Combining (2) and (3) immediately gives (1).
Starting from $k=12$ the sum (1) differs from the conjectured expression. Moreover the difference seems to increase with the growth of $k$ and tend to some finite value as $k\to \infty$.

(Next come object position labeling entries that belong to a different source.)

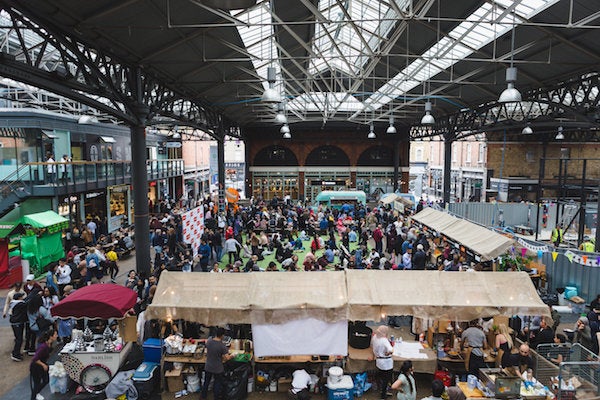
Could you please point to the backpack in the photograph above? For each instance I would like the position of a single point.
(19, 313)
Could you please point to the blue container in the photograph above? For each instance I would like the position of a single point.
(152, 350)
(570, 291)
(340, 394)
(145, 371)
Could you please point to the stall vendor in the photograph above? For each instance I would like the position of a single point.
(475, 339)
(521, 361)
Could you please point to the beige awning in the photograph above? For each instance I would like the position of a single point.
(388, 198)
(487, 243)
(462, 296)
(244, 298)
(278, 297)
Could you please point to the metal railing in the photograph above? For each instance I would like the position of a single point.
(66, 174)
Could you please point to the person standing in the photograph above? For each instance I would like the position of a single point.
(405, 384)
(557, 235)
(382, 350)
(18, 319)
(64, 174)
(476, 340)
(51, 168)
(38, 368)
(216, 354)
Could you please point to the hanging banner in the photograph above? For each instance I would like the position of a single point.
(193, 227)
(582, 259)
(532, 247)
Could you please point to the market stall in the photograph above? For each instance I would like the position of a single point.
(92, 360)
(10, 260)
(43, 242)
(484, 243)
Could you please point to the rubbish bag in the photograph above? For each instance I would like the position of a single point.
(360, 384)
(236, 381)
(59, 380)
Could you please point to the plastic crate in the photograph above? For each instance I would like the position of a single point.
(152, 350)
(340, 394)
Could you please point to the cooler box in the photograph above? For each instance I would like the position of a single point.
(152, 350)
(145, 378)
(570, 291)
(342, 390)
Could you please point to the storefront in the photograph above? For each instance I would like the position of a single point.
(95, 203)
(70, 208)
(119, 211)
(268, 184)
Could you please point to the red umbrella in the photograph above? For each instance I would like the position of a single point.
(103, 300)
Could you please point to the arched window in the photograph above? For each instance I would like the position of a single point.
(275, 156)
(377, 156)
(327, 155)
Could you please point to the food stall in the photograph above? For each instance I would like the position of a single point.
(92, 360)
(450, 296)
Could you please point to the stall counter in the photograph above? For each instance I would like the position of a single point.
(360, 360)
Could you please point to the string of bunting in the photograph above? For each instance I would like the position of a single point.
(593, 261)
(532, 247)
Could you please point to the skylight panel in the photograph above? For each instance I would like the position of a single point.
(466, 38)
(258, 38)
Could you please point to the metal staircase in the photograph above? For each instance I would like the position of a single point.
(15, 188)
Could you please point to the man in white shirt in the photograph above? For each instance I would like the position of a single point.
(300, 384)
(382, 350)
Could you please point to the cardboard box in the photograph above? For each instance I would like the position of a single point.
(128, 329)
(174, 380)
(284, 384)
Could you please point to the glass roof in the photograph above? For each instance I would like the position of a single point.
(485, 24)
(349, 33)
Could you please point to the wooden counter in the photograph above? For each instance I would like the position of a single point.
(360, 360)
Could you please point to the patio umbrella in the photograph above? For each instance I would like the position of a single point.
(104, 300)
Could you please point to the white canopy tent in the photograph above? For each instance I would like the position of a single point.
(488, 244)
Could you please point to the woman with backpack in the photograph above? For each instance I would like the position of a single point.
(38, 369)
(40, 319)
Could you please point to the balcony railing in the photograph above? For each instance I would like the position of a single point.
(83, 175)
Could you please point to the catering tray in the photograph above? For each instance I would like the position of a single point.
(501, 384)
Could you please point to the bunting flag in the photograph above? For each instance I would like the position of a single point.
(569, 254)
(532, 247)
(582, 259)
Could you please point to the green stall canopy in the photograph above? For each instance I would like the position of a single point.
(47, 219)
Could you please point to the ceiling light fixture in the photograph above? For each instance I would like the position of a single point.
(271, 95)
(428, 118)
(371, 134)
(280, 117)
(391, 129)
(511, 94)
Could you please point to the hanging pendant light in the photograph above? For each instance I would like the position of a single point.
(391, 129)
(510, 94)
(280, 117)
(428, 118)
(271, 95)
(371, 134)
(285, 130)
(527, 130)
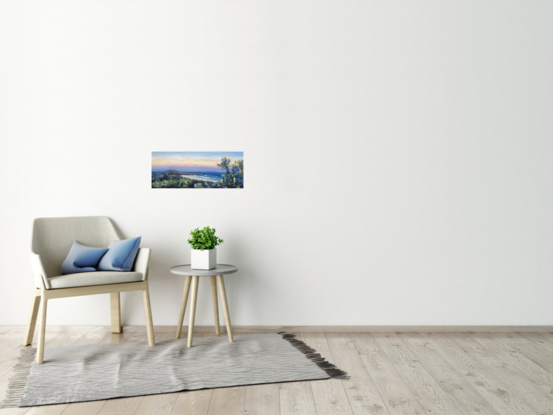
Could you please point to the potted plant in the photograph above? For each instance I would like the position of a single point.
(203, 243)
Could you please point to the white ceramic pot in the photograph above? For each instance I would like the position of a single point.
(206, 259)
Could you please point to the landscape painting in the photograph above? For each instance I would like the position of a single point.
(197, 170)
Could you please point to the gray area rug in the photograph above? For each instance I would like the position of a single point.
(105, 371)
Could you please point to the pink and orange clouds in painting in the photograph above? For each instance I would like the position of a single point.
(191, 161)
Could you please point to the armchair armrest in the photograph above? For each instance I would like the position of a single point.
(141, 263)
(39, 274)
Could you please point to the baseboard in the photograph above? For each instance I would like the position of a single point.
(339, 329)
(367, 329)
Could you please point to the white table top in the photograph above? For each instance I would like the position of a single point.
(221, 269)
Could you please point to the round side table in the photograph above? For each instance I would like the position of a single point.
(193, 277)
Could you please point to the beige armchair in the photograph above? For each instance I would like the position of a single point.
(51, 242)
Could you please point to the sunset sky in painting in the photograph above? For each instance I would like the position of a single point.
(192, 161)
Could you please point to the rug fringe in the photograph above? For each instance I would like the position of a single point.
(315, 357)
(18, 381)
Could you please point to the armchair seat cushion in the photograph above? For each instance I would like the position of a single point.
(93, 278)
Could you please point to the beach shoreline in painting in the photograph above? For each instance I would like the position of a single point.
(197, 170)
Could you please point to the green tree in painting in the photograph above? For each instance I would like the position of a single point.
(234, 176)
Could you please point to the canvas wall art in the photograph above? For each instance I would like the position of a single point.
(197, 170)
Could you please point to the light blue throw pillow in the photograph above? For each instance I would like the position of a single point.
(120, 255)
(82, 259)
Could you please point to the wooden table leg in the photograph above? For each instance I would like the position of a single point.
(215, 304)
(194, 296)
(183, 304)
(223, 293)
(115, 306)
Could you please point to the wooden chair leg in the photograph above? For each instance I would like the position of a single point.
(223, 293)
(183, 304)
(115, 305)
(31, 324)
(148, 314)
(215, 304)
(42, 330)
(193, 298)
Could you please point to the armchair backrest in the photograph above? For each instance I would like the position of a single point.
(53, 237)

A: I suppose that this is coming from the fact that$$\sin^{2m+1}(x)=\frac 1{2^{2m}}\sum_{k=0}^{m}(-1)^{m-k}\binom{2m+1}{k}\sin\Big((2m-2k+1)x\Big)$$ and that $$S_{k}=\sum_{n=1}^\infty \frac{\sin\big((2k+1) n\big)}n=\alpha_k\,\pi+\beta_k $$ where $$\alpha_k=\lfloor \frac{k-1}{3}\rfloor +\frac{1}{2}$$  $$\beta_k=-\big(k+\frac{1}{2}\big)$$
I hope and wish this will help you for the beautiful conjecture.
A: Let $i=\sqrt{-1}$.
\begin{align}
f(k)&=\sum_{n=1}^\infty\frac{\sin^{2k+1}(n)}{n}\\
&=\sum_{n=1}^\infty\frac1n\frac{i^{2k+1}}{2^{2k+1}}\sum_{j=0}^{2k+1}\binom{2k+1}{j}(-1)^{2k+1-j}e^{in(2j-2k-1)}\\
=&\frac{i^{2k+1}}{2^{2k+1}}\sum_{j=0}^{2k+1}(-1)^{2k+1-j}\binom{2k+1}{j}\sum_{n=1}^\infty  \frac1n e^{in(2k+1-2j)}\\
=&\frac{i^{2k+1}}{2^{2k+1}}\sum_{j=0}^{2k+1}\binom{2k+1}{j}(-1)^{2k+1-j}\Big(-\log(1-e^{i(2k+1-2j)})\Big)
\end{align}
I did not manage to simplify this to your neat closed form result!